In any event, though, there are reasons to think the O&M challenges associated with floating turbines might not be as bad as the challenges associated with commercialising the designs in the first place. 

Connection issues

“You don’t have the grouting and connection issues that you have with monopiles,” points out Sjur Bratland, who project managed the launch of the world’s first floating turbine, the StatoilHydro HyWind, and is now managing director of INTSOK, a Norwegian oil and gas body.
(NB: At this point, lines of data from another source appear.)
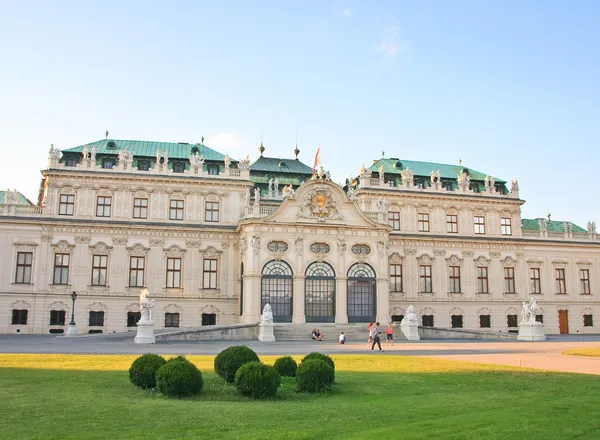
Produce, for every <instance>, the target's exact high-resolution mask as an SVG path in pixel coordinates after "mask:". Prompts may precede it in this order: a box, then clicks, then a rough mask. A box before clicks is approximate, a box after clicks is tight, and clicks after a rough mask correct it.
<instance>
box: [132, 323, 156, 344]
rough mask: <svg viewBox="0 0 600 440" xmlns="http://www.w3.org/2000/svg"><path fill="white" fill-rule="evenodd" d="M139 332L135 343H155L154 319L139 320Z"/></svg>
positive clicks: (155, 341) (136, 337)
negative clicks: (145, 320)
mask: <svg viewBox="0 0 600 440" xmlns="http://www.w3.org/2000/svg"><path fill="white" fill-rule="evenodd" d="M137 325H138V332H137V335H136V336H135V339H134V340H133V343H134V344H154V343H155V342H156V339H155V338H154V321H142V320H141V319H140V320H139V321H138V324H137Z"/></svg>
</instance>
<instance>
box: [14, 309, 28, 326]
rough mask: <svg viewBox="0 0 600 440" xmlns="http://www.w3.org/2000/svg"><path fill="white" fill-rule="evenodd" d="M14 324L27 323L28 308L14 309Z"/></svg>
mask: <svg viewBox="0 0 600 440" xmlns="http://www.w3.org/2000/svg"><path fill="white" fill-rule="evenodd" d="M11 324H12V325H27V309H25V310H19V309H13V319H12V321H11Z"/></svg>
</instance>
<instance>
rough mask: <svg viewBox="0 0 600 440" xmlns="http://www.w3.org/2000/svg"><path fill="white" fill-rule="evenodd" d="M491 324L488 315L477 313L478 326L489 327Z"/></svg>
mask: <svg viewBox="0 0 600 440" xmlns="http://www.w3.org/2000/svg"><path fill="white" fill-rule="evenodd" d="M491 326H492V320H491V317H490V315H479V327H480V328H490V327H491Z"/></svg>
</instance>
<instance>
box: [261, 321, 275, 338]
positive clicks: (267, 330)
mask: <svg viewBox="0 0 600 440" xmlns="http://www.w3.org/2000/svg"><path fill="white" fill-rule="evenodd" d="M273 327H274V325H273V323H272V322H261V323H260V324H259V325H258V328H259V332H258V340H259V341H262V342H275V335H274V334H273Z"/></svg>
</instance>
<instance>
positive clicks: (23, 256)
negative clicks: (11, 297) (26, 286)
mask: <svg viewBox="0 0 600 440" xmlns="http://www.w3.org/2000/svg"><path fill="white" fill-rule="evenodd" d="M32 261H33V252H17V273H16V274H15V283H17V284H30V283H31V264H32Z"/></svg>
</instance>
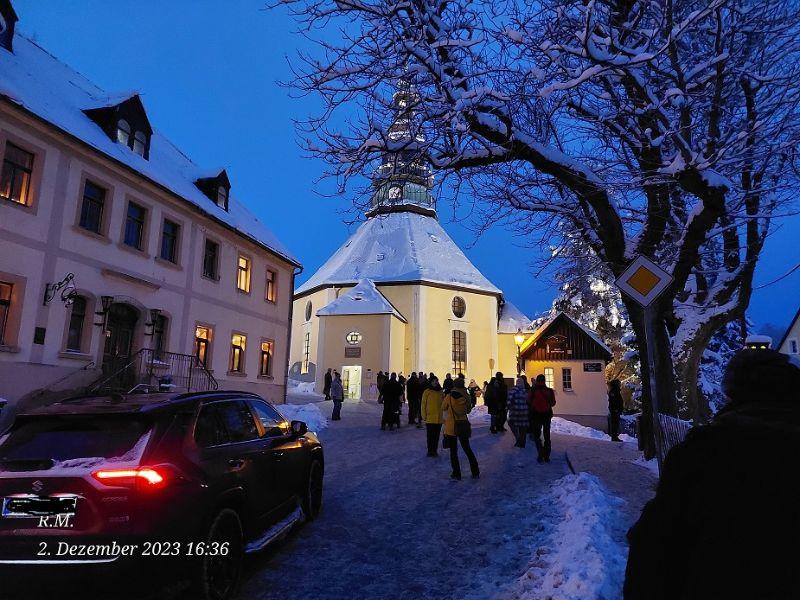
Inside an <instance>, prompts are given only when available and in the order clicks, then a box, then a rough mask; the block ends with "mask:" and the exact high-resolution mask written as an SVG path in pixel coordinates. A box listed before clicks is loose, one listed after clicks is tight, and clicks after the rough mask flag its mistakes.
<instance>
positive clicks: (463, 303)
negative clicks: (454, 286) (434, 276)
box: [453, 296, 467, 319]
mask: <svg viewBox="0 0 800 600" xmlns="http://www.w3.org/2000/svg"><path fill="white" fill-rule="evenodd" d="M466 313H467V303H466V302H464V299H463V298H462V297H461V296H456V297H455V298H453V314H454V315H455V316H456V317H457V318H459V319H460V318H461V317H463V316H464V315H465V314H466Z"/></svg>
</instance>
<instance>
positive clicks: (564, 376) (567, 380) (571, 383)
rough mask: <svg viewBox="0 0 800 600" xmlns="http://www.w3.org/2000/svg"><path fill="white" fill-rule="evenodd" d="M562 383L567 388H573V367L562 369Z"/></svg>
mask: <svg viewBox="0 0 800 600" xmlns="http://www.w3.org/2000/svg"><path fill="white" fill-rule="evenodd" d="M561 385H562V386H563V388H564V389H565V390H571V389H572V369H561Z"/></svg>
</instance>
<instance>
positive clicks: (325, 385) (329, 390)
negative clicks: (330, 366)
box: [322, 369, 333, 400]
mask: <svg viewBox="0 0 800 600" xmlns="http://www.w3.org/2000/svg"><path fill="white" fill-rule="evenodd" d="M331 383H333V375H331V370H330V369H328V370H327V371H326V373H325V383H324V385H323V386H322V393H323V394H325V400H330V399H331Z"/></svg>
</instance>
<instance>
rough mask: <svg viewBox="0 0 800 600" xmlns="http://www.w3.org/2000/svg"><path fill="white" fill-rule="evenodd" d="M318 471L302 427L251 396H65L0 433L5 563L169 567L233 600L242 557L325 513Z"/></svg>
mask: <svg viewBox="0 0 800 600" xmlns="http://www.w3.org/2000/svg"><path fill="white" fill-rule="evenodd" d="M323 470H324V458H323V453H322V446H321V445H320V442H319V440H318V439H317V437H316V436H315V435H314V434H313V433H310V432H308V430H307V427H306V425H305V423H303V422H301V421H292V422H291V423H289V422H287V421H286V419H284V418H283V416H281V414H280V413H279V412H278V411H277V410H275V408H274V407H273V406H272V405H270V404H269V403H267V402H265V401H264V400H263V399H261V398H260V397H258V396H256V395H254V394H248V393H243V392H212V393H195V394H140V395H135V394H134V395H127V396H122V395H111V396H100V397H83V398H73V399H70V400H65V401H62V402H59V403H57V404H53V405H50V406H46V407H43V408H39V409H36V410H33V411H30V412H27V413H24V414H19V415H17V417H16V419H15V420H14V424H13V426H12V427H11V428H10V429H9V430H8V431H7V432H6V433H5V434H4V435H0V501H1V502H2V507H1V510H2V512H0V567H1V568H3V569H4V570H6V569H14V568H24V569H25V570H27V569H29V568H34V569H42V570H43V573H44V572H45V571H48V572H50V571H51V570H52V567H48V565H58V570H59V571H62V570H63V569H65V568H68V567H67V565H82V567H81V568H84V569H85V568H90V567H88V565H103V567H104V568H106V569H107V568H108V566H109V564H110V563H114V564H113V565H111V568H112V570H113V569H117V568H123V565H131V564H134V565H136V564H141V562H140V561H145V560H150V561H154V560H158V561H168V560H170V561H172V563H171V564H175V565H178V564H180V565H181V568H186V569H190V570H191V580H192V581H193V582H194V585H195V586H196V587H197V593H196V597H203V598H215V599H222V598H227V597H229V596H230V595H232V593H233V591H234V589H235V587H236V584H237V581H238V579H239V575H240V572H241V564H242V557H243V554H244V553H246V552H255V551H257V550H259V549H261V548H263V547H265V546H266V545H267V544H269V543H270V542H271V541H273V540H275V539H277V538H279V537H282V536H283V535H284V534H286V533H287V532H288V531H289V529H291V528H292V526H293V525H294V524H295V523H298V522H300V521H302V520H310V519H314V518H315V517H316V516H317V514H318V513H319V510H320V507H321V504H322V479H323ZM159 564H163V562H162V563H159ZM170 570H171V569H170Z"/></svg>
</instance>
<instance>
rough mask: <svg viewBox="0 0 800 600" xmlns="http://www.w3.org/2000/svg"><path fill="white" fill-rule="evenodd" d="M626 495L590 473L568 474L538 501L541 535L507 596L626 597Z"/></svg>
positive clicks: (513, 597)
mask: <svg viewBox="0 0 800 600" xmlns="http://www.w3.org/2000/svg"><path fill="white" fill-rule="evenodd" d="M623 504H624V502H623V500H621V499H620V498H617V497H616V496H612V495H611V494H610V493H609V492H608V491H606V489H605V488H604V487H603V484H602V483H601V482H600V480H599V479H598V478H597V477H596V476H594V475H591V474H589V473H578V474H577V475H566V476H565V477H562V478H561V479H559V480H557V481H556V482H554V483H552V484H551V485H550V488H549V489H548V492H547V493H546V494H544V495H543V496H542V497H541V498H540V499H539V500H537V502H536V503H535V505H536V510H537V512H539V513H540V514H541V517H542V518H541V521H540V523H541V525H542V526H543V528H544V530H545V536H546V537H545V539H544V540H542V542H541V544H539V545H538V546H537V547H536V549H535V551H534V553H533V556H532V557H531V561H530V565H529V568H528V570H527V571H526V572H525V574H524V575H523V576H522V577H520V578H519V579H518V580H517V581H516V582H515V583H514V584H512V585H511V587H510V588H509V589H507V590H504V593H503V597H506V598H508V597H510V598H518V599H526V600H527V599H530V600H545V599H546V600H584V599H587V598H592V599H597V600H606V599H607V600H612V599H616V598H621V597H622V582H623V581H624V578H625V563H626V561H627V555H628V549H627V546H625V544H624V543H623V542H621V541H620V540H622V539H624V538H623V535H622V531H623V530H624V524H623V523H622V522H621V519H620V507H621V506H622V505H623Z"/></svg>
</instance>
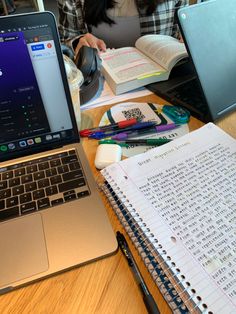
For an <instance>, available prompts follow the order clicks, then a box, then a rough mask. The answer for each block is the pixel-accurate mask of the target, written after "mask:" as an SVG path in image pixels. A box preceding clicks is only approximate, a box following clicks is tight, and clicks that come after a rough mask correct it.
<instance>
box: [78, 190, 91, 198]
mask: <svg viewBox="0 0 236 314" xmlns="http://www.w3.org/2000/svg"><path fill="white" fill-rule="evenodd" d="M88 195H90V193H89V191H88V190H86V191H82V192H79V193H77V197H78V198H81V197H85V196H88Z"/></svg>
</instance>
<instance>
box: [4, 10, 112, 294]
mask: <svg viewBox="0 0 236 314" xmlns="http://www.w3.org/2000/svg"><path fill="white" fill-rule="evenodd" d="M0 90H1V92H0V252H1V258H0V293H5V292H8V291H10V290H12V289H14V288H15V287H19V286H22V285H25V284H26V283H29V282H32V281H35V280H38V279H40V278H42V277H45V276H48V275H51V274H53V273H57V272H61V271H63V270H65V269H69V268H72V267H74V266H76V265H82V264H85V263H87V262H90V261H94V260H96V259H98V258H101V257H105V256H108V255H110V254H112V253H114V252H115V251H116V249H117V242H116V239H115V235H114V233H113V230H112V227H111V225H110V222H109V220H108V217H107V215H106V210H105V208H104V205H103V203H102V201H101V199H100V196H99V193H98V191H97V187H96V183H95V181H94V179H93V176H92V173H91V171H90V168H89V165H88V162H87V160H86V157H85V154H84V152H83V149H82V147H81V144H80V139H79V134H78V130H77V126H76V120H75V116H74V112H73V106H72V102H71V98H70V92H69V87H68V83H67V78H66V73H65V68H64V63H63V57H62V54H61V50H60V43H59V37H58V34H57V28H56V23H55V19H54V17H53V15H52V14H51V13H48V12H43V13H33V14H23V15H15V16H10V17H2V18H0Z"/></svg>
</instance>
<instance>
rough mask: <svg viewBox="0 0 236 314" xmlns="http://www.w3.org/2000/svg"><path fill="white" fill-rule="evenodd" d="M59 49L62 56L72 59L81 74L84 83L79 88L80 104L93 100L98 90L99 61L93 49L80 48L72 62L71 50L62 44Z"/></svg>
mask: <svg viewBox="0 0 236 314" xmlns="http://www.w3.org/2000/svg"><path fill="white" fill-rule="evenodd" d="M61 47H62V52H63V54H65V55H67V56H68V57H69V58H70V59H72V60H73V61H74V63H75V64H76V66H77V68H78V69H79V70H80V71H81V72H82V74H83V77H84V83H83V85H82V86H81V87H80V104H81V105H83V104H85V103H86V102H88V101H89V100H90V99H91V98H93V97H94V96H95V94H96V93H97V91H98V89H99V78H100V74H101V72H100V68H101V59H100V58H99V55H98V52H97V49H95V48H91V47H87V46H82V47H81V48H80V50H79V53H78V55H77V57H76V59H75V60H74V53H73V51H72V49H71V48H69V47H68V46H66V45H63V44H62V45H61Z"/></svg>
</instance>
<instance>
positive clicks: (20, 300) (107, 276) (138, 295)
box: [0, 95, 236, 314]
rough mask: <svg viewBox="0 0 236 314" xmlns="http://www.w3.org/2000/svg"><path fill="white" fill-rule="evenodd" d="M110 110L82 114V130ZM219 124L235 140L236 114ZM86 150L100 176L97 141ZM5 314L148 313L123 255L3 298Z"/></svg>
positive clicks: (134, 253)
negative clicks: (123, 256) (96, 165)
mask: <svg viewBox="0 0 236 314" xmlns="http://www.w3.org/2000/svg"><path fill="white" fill-rule="evenodd" d="M136 100H137V101H140V102H145V101H149V102H154V103H160V104H162V103H163V101H162V100H161V99H160V98H158V97H157V96H155V95H151V96H146V97H145V98H139V99H136ZM108 108H109V106H105V107H101V108H96V109H93V110H90V111H86V112H84V113H83V116H82V123H83V127H85V126H90V127H91V126H92V125H94V126H96V125H97V124H98V122H99V121H100V118H101V116H102V114H103V113H104V112H105V111H106V110H107V109H108ZM92 122H93V123H92ZM217 124H218V125H219V126H220V127H221V128H222V129H224V130H225V131H226V132H228V133H229V134H230V135H232V136H233V137H234V138H236V112H234V113H233V114H231V115H230V116H227V117H226V118H225V119H223V120H221V121H219V122H218V123H217ZM202 125H203V123H202V122H200V121H198V120H196V119H195V118H191V120H190V123H189V127H190V130H194V129H196V128H198V127H200V126H202ZM83 146H84V149H85V152H86V153H87V156H88V159H89V162H90V165H91V168H92V170H93V172H94V174H95V175H96V173H97V170H96V169H95V167H94V156H95V152H96V147H97V144H96V142H95V141H88V140H86V139H85V140H83ZM103 200H104V203H105V204H106V207H107V212H108V215H109V218H110V221H111V223H112V226H113V228H114V231H116V230H122V231H123V229H122V227H121V225H120V223H119V221H118V219H117V218H116V215H115V214H114V213H113V211H112V209H111V208H110V207H109V206H108V204H107V202H106V199H105V198H104V197H103ZM127 239H128V237H127ZM128 242H129V244H130V247H131V250H132V252H133V254H134V257H135V259H136V261H137V263H138V265H139V267H140V270H141V273H142V275H143V277H144V279H145V281H146V283H147V285H148V287H149V289H150V291H151V293H152V294H153V296H154V298H155V300H156V302H157V303H158V305H159V307H160V309H161V313H162V314H167V313H171V311H170V309H169V307H168V305H167V304H166V302H165V300H164V299H163V298H162V296H161V294H160V293H159V291H158V289H157V287H156V285H155V284H154V282H153V281H152V279H151V276H150V275H149V273H148V271H147V270H146V268H145V266H144V264H143V262H142V261H141V258H140V257H139V256H138V254H137V252H136V250H135V249H134V246H133V245H132V244H131V243H130V241H128ZM0 313H1V314H5V313H11V314H12V313H16V314H23V313H27V314H28V313H34V314H35V313H36V314H37V313H42V314H51V313H56V314H60V313H63V314H67V313H68V314H74V313H76V314H77V313H79V314H80V313H81V314H87V313H89V314H90V313H99V314H101V313H102V314H113V313H122V314H124V313H129V314H132V313H134V314H139V313H140V314H141V313H146V309H145V306H144V304H143V300H142V297H141V294H140V292H139V289H138V287H137V284H136V282H135V280H134V278H133V275H132V273H131V271H130V269H129V267H128V265H127V262H126V260H125V258H124V257H123V255H122V253H121V252H120V251H119V252H118V253H117V254H115V255H113V256H111V257H109V258H106V259H102V260H99V261H97V262H94V263H91V264H88V265H86V266H83V267H78V268H75V269H73V270H70V271H67V272H65V273H63V274H60V275H57V276H54V277H51V278H48V279H44V280H42V281H40V282H37V283H34V284H32V285H29V286H27V287H24V288H21V289H18V290H16V291H14V292H11V293H8V294H6V295H3V296H1V297H0Z"/></svg>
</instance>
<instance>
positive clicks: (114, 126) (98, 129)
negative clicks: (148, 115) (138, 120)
mask: <svg viewBox="0 0 236 314" xmlns="http://www.w3.org/2000/svg"><path fill="white" fill-rule="evenodd" d="M137 123H138V120H137V119H130V120H123V121H119V122H117V123H113V124H108V125H104V126H100V127H96V128H91V129H84V130H81V131H80V132H79V133H80V136H81V137H87V136H88V135H90V134H92V133H95V132H102V131H104V132H105V131H110V130H117V129H124V128H127V127H129V126H131V125H134V124H137Z"/></svg>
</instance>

With the HyWind spar or slender cylinder concept, he says: “You just have one pile, which could be cheaper and with less design risk in the long run. In oil and gas the spar buoy has been used for many years. You need a dynamic cable connection, but that is not a problem.”

One consideration, he adds, is that floating turbines would need to be surrounded by ample no-go zones for fishing vessels, so that nets do not get entangled in the anchor lines. But in many other respects Bratland believes O&M for floating turbines would be relatively straightforward. 

This is a view shared by Fabian Thalemann of the Fraunhofer Institute for Wind Energy and Energy System Technology in Kassel, Germany. “Floating is not the big difficulty, but where it is stationed,” he says. 

“The first point that comes to mind is of course that we are far offshore and not near shore. That means greater distances and shorter time windows for maintenance. Technician on-site times will be a critical issue, and flotel vessels will be a solution for that.”

More vessels

Turning to vessels generally, Thalemann believes the current designs will work without problems on the floating wind farms of the future. “The vessels wouldn’t change much,” he says, “except for the numbers. We need more vessels.”

Weather conditions can be harsher far offshore, of course, but by the same token waves and currents tend to be less of an issue, so in some respects O&M tasks might be easier. One final point, however, is how easy it will be to gain access to the turbines and their platforms.

Says Paul de la Guérivière, chief executive at the French floating foundation company IDEOL: “In terms of accessibility from a transfer vessel or helicopter, since the platform will be moving this could have an impact. But we have proved it will be the same or easier.”

The IDEOL foundation includes a damping pool system and is made of concrete so, says de la Guérivière, the only maintenance it needs is a five-yearly visual inspection of the mooring lines, which could be carried out by a remotely operated underwater vehicle. 

He adds that crews can even replace entire turbine blades without needing a crane vessel. Of course, alternative foundation designs might not be so user-friendly and, de la Guérivière concedes: “There will probably be a learning curve at the beginning.”

But at the moment, he feels, the good news is the upcoming transition to floating turbines “does not seem to be an issue in terms of O&M.”